Seqkit provides a similar function, so we compared the performance of seqfu stats with seqkit stat (see Section 3.8), and found an improvement in speed despite the additional calculations performed.
3.4. Other Utilities
Seqfu derep allows the dereplication of FASTA and FASTQ datasets, removing duplicate sequences and keeping track of the total number of occurrences found in the original dataset. SeqFu adds some user-friendly features compared with other tools (e.g., VSEARCH [11]), such as the possibility of propagating the number of identical sequences initially present in a file.
This means that, if a pipeline requires multiple dereplication steps, it remains possible to identify the initial number of sequences of a specific type; this is because the information is passed at each step via the ‘size = NUMBER’ tag in the sequence header. The program can also generate a report, in JSON format, on the origin of the duplicated reads (to identify which files contained each sequence and how many times per file).
These features, missing in alternative packages, can provide the foundation for performance improvements in metagenomics and metabarcoding pipelines.
The tool fu-orf allows the extraction of open reading frames (ORFs) from nucleotide datasets, including paired-end reads that are joined before ORF extraction. The module translates each input sequence using the standard genetic code and will return all the open reading frames (that can be filtered requiring a minimum length).
Other utilities include seqfu sort (to sort sequences by size), fu-sw (to perform a local alignment against a target sequence using the Smith-Waterman algorithm [12]), seqfu rc (to reverse complement sequences, supporting degenerate bases written as IUPAC DNA characters), and fu-primers (to mask degenerate primers from FASTQ files).

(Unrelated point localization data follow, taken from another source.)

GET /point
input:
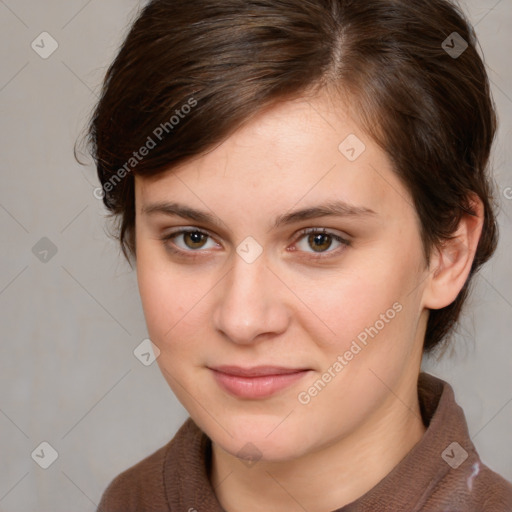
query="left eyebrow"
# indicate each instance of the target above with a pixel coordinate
(332, 209)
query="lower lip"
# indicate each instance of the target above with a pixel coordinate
(256, 387)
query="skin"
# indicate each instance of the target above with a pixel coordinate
(209, 306)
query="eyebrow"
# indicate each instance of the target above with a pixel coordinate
(330, 209)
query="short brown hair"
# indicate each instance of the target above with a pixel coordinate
(429, 108)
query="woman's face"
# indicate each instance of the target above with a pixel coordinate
(337, 313)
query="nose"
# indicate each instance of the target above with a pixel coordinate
(251, 306)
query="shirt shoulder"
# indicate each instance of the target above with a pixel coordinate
(472, 488)
(140, 487)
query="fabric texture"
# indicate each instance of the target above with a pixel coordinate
(434, 476)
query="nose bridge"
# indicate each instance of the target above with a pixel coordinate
(248, 305)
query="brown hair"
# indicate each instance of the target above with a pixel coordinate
(190, 73)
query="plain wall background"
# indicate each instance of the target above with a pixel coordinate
(70, 325)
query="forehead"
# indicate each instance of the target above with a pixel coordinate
(301, 151)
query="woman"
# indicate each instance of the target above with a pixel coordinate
(303, 187)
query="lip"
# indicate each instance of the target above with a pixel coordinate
(257, 382)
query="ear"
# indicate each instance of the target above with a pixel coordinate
(451, 263)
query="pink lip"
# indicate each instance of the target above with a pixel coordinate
(256, 382)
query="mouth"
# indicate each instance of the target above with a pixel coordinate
(257, 382)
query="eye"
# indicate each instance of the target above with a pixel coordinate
(320, 240)
(191, 240)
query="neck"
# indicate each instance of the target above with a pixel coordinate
(328, 478)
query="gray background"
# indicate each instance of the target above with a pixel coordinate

3.5. Generic FASTX Utility Templates
The software repository contains a set of templates for custom application based on FASTA or FASTQ file parsing. When each sequence is processed in an independent task, the process can be engineered in a multithreading application, for which we also provide specific templates.
3.6. Perl Library with The FASTX Parser
The FASTA/FASTQ parser used in SeqFu is also available as a Perl module (FASTX::Reader), that can be found in MetaCPAN (https://metacpan.org/release/FASTX-Reader, accessed on 20 April 2021) and BioConda (as ‘perl-fastx-reader’).
3.7. SeqFu Performance of Interleave, Deinterleave
We evaluated the SeqFu performance of interleave, deinterleave, and lanes programs were compared with commonly used Bash one-liners (that usually lack any control of input and output integrity). To make the comparison more relevant, we used uncompressed FASTQ files and restricted the commands to a single core. These three subprograms were implemented in SeqFu using a single thread.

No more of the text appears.